Le 4 septembre 2009
Le long d’un cimetière, pendant mon jogging du vendredi soir, j’entends un instrument en cuivre. Il essaye de reproduire un air typique de cirque, une mélodie d’habitude entraînante et virevoltante, mais l’instrument butte sur les notes, reprend plusieurs fois la même mesure. Je cesse de courir et m’engage dans le cimetière désert pour chercher du regard d’où viennent ces échos qui se réverbèrent. Les tombes froides et inanimées contrastent avec les acrobates multicolores que cette musique évoque. Une atmosphère tragi-comique emplit l’air. Les hésitations et couacs de l’instrument accentuent ce malaise : cette musique devrait donner le sourire, mais le travail sensiblement fourni l’empêche de véhiculer la joie et l‘allégresse du monde du cirque.
C’est un jeune homme qui joue du trombone à coulisse, assis sur un petit siège pliant. Je reste à distance et l’observe discrètement. Son vélo et la petite remorque métallique contenant l’étui de son instrument ne me sont pas inconnues. J’ai déjà vu cette vieille carriole cadenassée dans une rue non loin de chez moi. Ce jeune a du choisir ce lieu pour travailler son morceau sans déranger le voisinage.

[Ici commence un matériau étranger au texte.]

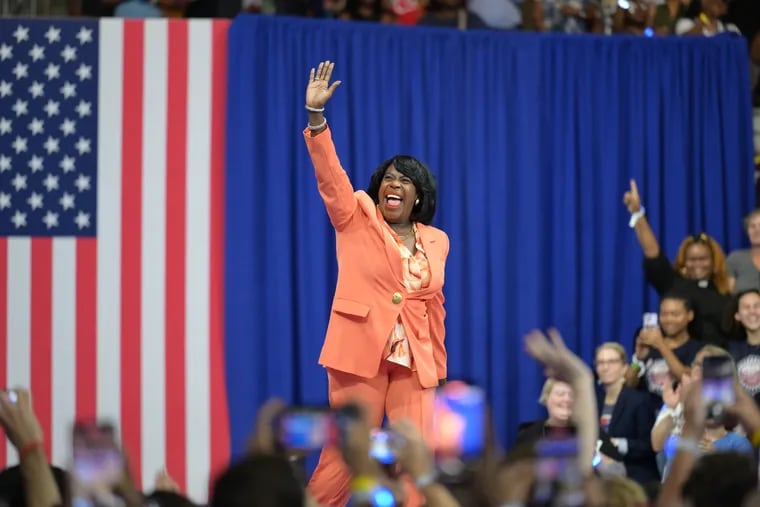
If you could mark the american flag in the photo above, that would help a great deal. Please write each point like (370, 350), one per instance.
(111, 235)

A bien l’observer, je remarque que le musicien ne partage pas du tout la gaieté du morceau qu’il travaille. On dirait bien qu’il pleure… Voila qui expliquerait pourquoi la tonalité qu’il donne à sa musique sonne si faux. Cela doit être extrêmement difficile et douloureux de devoir mettre en sourdine son propre état d’esprit pour exprimer une autre humeur complètement opposée. Où ce jeune trouve-t-il la motivation pour continuer à travailler ? Il aurait baissé les bras depuis longtemps si c’était la difficulté technique qui le rebutait. Non, il semble réellement motivé par ce travail musical. Sa grande tristesse doit avoir une autre raison.
Je contourne l’allée pour m’asseoir sur un banc, d’où je vois le musicien de dos. Il aurait d’ailleurs pu s’installer là, il aurait été plus à son aise que sur son pliant en tissu. Au fait, pourquoi a-t-il prévu ce siège ? Je remarque alors qu’il ne s’est pas installé n’importe où. On dirait bien qu’il joue pour cette tombe devant lui, récente et modeste.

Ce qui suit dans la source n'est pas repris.